This survey explores modern approaches for computing low-rank approximations of high-dimensional matrices by means of the randomized SVD, randomized subspace iteration, and randomized block Krylov iteration. The paper compares the procedures via theoretical analyses and numerical studies to highlight how the best choice of algorithm depends on spectral properties of the matrix and the computational resources available. Despite superior performance for many problems, randomized block Krylov iteration has not been widely adopted in computational science. The paper strengthens the case for this method in three ways. First, it presents new pseudocode that can significantly reduce computational costs.
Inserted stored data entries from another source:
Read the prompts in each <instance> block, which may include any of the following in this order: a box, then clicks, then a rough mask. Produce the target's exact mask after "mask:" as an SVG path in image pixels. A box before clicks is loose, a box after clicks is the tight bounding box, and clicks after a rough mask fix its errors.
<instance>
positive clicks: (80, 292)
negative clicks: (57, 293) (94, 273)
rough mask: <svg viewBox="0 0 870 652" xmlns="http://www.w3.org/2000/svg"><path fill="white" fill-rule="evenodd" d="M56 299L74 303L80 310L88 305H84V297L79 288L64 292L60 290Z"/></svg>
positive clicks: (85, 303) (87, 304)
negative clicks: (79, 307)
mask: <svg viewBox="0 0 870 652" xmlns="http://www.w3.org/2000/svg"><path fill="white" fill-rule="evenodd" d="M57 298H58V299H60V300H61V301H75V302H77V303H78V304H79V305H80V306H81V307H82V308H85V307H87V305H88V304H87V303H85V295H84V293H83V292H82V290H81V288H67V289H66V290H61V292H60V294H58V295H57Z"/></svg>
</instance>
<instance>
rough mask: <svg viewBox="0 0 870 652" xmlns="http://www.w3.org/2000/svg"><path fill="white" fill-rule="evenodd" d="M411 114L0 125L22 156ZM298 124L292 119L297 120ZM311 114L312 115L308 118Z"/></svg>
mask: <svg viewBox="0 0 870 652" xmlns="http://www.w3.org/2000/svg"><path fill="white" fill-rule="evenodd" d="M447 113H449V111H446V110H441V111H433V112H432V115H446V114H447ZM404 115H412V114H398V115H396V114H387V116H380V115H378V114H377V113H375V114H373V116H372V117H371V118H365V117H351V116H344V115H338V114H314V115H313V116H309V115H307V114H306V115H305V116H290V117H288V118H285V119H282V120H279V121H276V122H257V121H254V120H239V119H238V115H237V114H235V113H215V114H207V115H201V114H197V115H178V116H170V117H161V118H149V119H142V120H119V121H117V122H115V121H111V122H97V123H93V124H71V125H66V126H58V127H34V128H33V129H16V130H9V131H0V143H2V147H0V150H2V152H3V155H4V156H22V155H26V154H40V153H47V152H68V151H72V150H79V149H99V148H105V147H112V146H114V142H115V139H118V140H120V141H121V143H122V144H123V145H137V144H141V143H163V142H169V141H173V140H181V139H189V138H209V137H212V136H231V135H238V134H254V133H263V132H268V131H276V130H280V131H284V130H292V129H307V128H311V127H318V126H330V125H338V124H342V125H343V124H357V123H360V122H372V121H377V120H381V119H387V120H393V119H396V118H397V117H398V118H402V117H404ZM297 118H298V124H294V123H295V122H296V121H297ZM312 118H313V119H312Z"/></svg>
Second, it provides a new analysis that yields simple, precise, and informative error bounds. Last, it showcases applications to challenging scientific problems, including principal component analysis for genetic data and spectral clustering for molecular dynamics data.

翻译：本综述探讨了通过随机化SVD、随机化子空间迭代和随机化块Krylov迭代计算高维矩阵低秩近似的现代方法。论文通过理论分析和数值研究对这些方法进行了比较，以突出最佳算法选择如何取决于矩阵的谱性质和可用的计算资源。尽管对于许多问题表现出优越性能，但随机化块Krylov迭代在计算科学中尚未得到广泛应用。本文从三个方面加强了对该方法的论证：首先，提出了能够显著降低计算成本的新伪代码；其次，提供了新的分析，得出了简单、精确且具信息性的误差界；最后，展示了该方法在具有挑战性的科学问题中的应用，包括遗传数据的主成分分析和分子动力学数据的谱聚类。